増加する「介護離職」の防止を支援するための助成金

◆「介護離職」が増加しています!

近年、親族などの介護を理由に離職を余儀なくされる労働者が増えています。

このいわゆる「介護離職」は、企業にとっては重要な働き手を失ってしまうというマイナス面、労働者にとっては収入を失ってしまう(転職しても年収がダウンしてしまうケースが多い)というマイナス面があり、国や厚生労働省でも「いかに介護離職を減らすか」ということに力を入れています。

 

◆2つの助成金の概要

今年度より、介護離職の防止を支援するための施策として、両立支援等助成金のメニューに『介護支援取組助成金』が加えられました。

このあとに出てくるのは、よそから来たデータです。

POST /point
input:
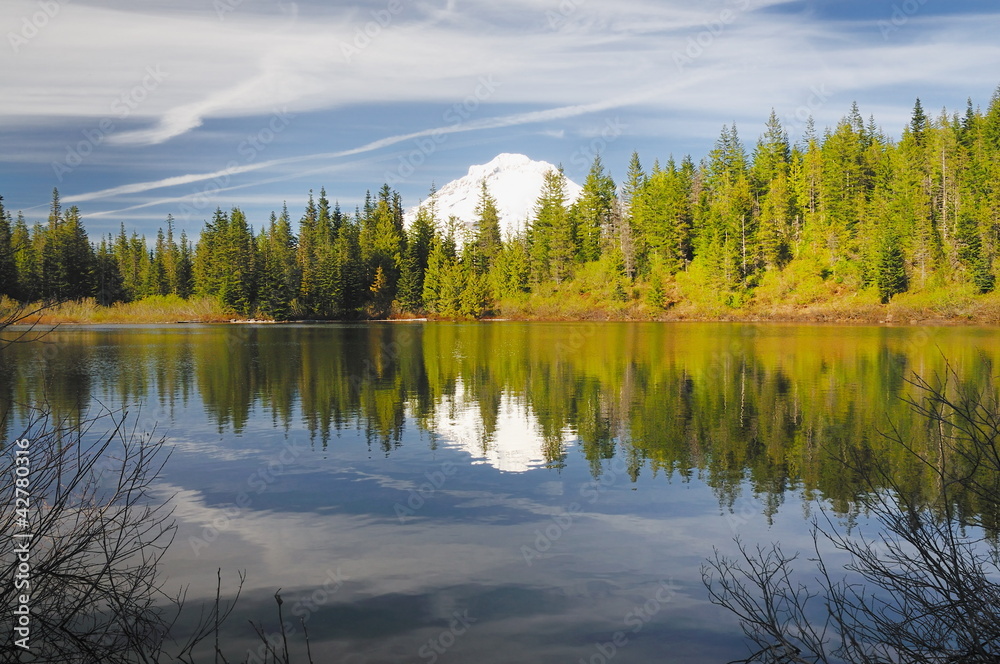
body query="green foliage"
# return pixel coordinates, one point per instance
(845, 213)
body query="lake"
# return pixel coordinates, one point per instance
(493, 492)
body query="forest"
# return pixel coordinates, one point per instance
(848, 215)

この助成金は、労働者の仕事と介護の両立に関する取組みを行った事業主に対して助成を行うもので、具体的には、厚生労働省が作成している「介護離職を予防するための両立支援対応モデル」に基づく取組み(仕事と介護の両立に関するアンケート調査実施、制度設計・見直し、介護に直面する前の労働者に対する社内研修・制度周知、介護に直面した労働者のための相談窓口の設置・周知、働き方改革など)を行った企業に60万円が支給されるものです(1企業1回のみ)

さらに、仕事と介護の両立に資する職場環境整備に加え、労働者の円滑な介護休業の取得・職場復帰や介護のための時差出勤制度などを実現した事業主に対して助成を行う『介護離職防止支援助成金(仮称)』が創設される予定です(9月下旬に召集される臨時国会で二次補正予算が成立した場合)。

 

◆「ダブルケア」の問題も発生

最近は介護を行うだけでなく、介護と同時に育児も行わなければならない「ダブルケア」の問題も発生しており、約25万人(女性約17万人、男性約8万人)がダブルケアを行っているとの調査結果が出ています(4月に発表された内閣府男女共同参画局「育児と介護のダブルケアの実態に関する調査」)。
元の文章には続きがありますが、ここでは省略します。